Maintenant, Noémie

Amour courtois

Maintenant, Noémie, que tu as soixante ans
Et que te voilà veuve, amère et sans sourire
Écoute, mon cher cœur, voici venu le temps :
Combien je t’ai aimée sans jamais te le dire !

Quand on a eu vingt ans, tu préféras Mathieu.
Beau et sachant parler, il avait l’art de plaire.
Moi, j’étais renfermé, timide, et honteux
Je n’étais qu’un balourd en tenue militaire.

Oui, pendant des années, j’ai joué le bon copain.
On s’en allait pêcher tous les trois le dimanche
Ah ! Le doux friselis de ta robe de lin !
Belle maman rieuse, dans ta robe blanche.

Et ton cher nourrisson accroché à ton sein…

Le soir nous rentrions manger ton clafoutis
J’avais les joues en feu quand je frôlais ta hanche.
Et je revois encore ton visage qui penche
Pour couper le gâteau en trois juste parties.

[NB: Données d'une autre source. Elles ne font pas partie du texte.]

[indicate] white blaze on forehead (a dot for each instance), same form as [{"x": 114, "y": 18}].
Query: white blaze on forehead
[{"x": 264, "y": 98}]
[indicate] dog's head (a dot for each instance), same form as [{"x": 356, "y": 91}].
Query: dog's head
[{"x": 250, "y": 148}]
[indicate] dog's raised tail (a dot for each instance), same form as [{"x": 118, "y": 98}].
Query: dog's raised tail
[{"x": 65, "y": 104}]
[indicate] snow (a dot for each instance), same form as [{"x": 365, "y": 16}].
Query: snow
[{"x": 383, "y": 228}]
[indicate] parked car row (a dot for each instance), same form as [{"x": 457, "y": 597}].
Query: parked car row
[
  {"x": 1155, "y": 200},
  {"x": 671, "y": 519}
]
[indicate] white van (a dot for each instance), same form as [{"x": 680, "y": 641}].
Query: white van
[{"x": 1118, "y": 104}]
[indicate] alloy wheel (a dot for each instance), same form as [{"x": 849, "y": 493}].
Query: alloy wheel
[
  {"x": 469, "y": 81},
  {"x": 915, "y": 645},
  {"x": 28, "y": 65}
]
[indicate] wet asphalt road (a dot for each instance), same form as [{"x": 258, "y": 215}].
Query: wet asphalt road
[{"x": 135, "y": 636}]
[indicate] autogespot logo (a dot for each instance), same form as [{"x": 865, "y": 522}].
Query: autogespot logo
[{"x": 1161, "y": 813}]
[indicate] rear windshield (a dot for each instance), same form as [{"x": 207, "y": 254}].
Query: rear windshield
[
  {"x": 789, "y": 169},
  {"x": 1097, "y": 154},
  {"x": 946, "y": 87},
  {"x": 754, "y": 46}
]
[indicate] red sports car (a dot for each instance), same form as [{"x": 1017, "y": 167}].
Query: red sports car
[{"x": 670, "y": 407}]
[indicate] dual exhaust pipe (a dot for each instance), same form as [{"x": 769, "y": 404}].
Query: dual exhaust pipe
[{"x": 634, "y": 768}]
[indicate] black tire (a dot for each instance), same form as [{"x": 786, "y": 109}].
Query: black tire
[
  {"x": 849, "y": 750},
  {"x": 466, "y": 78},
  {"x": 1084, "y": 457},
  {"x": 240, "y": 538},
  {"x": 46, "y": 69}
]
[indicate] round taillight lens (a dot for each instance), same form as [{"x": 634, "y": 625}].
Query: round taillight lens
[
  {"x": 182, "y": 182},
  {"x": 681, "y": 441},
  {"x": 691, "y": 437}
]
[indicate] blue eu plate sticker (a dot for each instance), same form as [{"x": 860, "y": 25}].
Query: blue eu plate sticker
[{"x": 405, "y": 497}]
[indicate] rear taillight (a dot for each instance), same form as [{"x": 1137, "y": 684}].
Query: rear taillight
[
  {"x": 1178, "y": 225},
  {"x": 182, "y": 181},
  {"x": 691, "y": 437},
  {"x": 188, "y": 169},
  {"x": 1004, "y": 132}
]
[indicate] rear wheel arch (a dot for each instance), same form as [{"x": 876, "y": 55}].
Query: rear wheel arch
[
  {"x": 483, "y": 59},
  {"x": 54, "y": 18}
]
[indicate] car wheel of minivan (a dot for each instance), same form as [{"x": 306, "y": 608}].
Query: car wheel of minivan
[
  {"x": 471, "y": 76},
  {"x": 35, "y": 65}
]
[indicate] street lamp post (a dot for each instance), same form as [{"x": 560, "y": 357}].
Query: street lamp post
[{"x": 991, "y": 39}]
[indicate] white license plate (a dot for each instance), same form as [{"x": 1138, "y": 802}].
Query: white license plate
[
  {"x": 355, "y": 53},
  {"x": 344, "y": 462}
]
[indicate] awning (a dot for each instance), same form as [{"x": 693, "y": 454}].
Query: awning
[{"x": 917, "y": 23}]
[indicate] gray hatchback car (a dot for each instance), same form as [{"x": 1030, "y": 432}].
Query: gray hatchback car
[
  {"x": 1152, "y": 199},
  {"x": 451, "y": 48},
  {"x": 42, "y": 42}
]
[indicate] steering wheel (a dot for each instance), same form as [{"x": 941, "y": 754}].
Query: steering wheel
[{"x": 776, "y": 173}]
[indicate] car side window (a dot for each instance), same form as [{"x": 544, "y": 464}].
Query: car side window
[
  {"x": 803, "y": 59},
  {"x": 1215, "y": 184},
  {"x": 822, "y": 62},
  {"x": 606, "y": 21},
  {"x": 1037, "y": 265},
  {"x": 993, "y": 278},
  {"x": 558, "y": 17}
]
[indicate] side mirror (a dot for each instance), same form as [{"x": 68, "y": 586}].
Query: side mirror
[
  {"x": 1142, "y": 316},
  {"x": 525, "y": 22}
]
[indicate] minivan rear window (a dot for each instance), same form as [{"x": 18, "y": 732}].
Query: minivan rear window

Je pensais qu’il avait de la chance Mathieu
Qu’il ne connaissait pas quel était son bonheur…
Et doucement passait le vieux Temps du Bon Dieu
J’étais accoutumé à bien sceller mon cœur.

Maintenant que te voilà une mamie dodue
Suivie en tous lieux de cinq petits minots
De ton inévitable chienne poilue
Sans cesse au poulailler ou près de tes fourneaux,

Tu ne peux deviner ce que tu es pour moi
Encore bien content d’être proche voisin
De te voir chaque jour, et le cœur en émoi,
Je dis merci à Dieu pour ce riche destin.

Et nous parlons le soir, de jardin à jardin
Et quand plus tard, au ciel, brille la voie lactée
Nous nous taisons ensemble, assis sur les gradins
Des escaliers anciens, juste au bout des allées.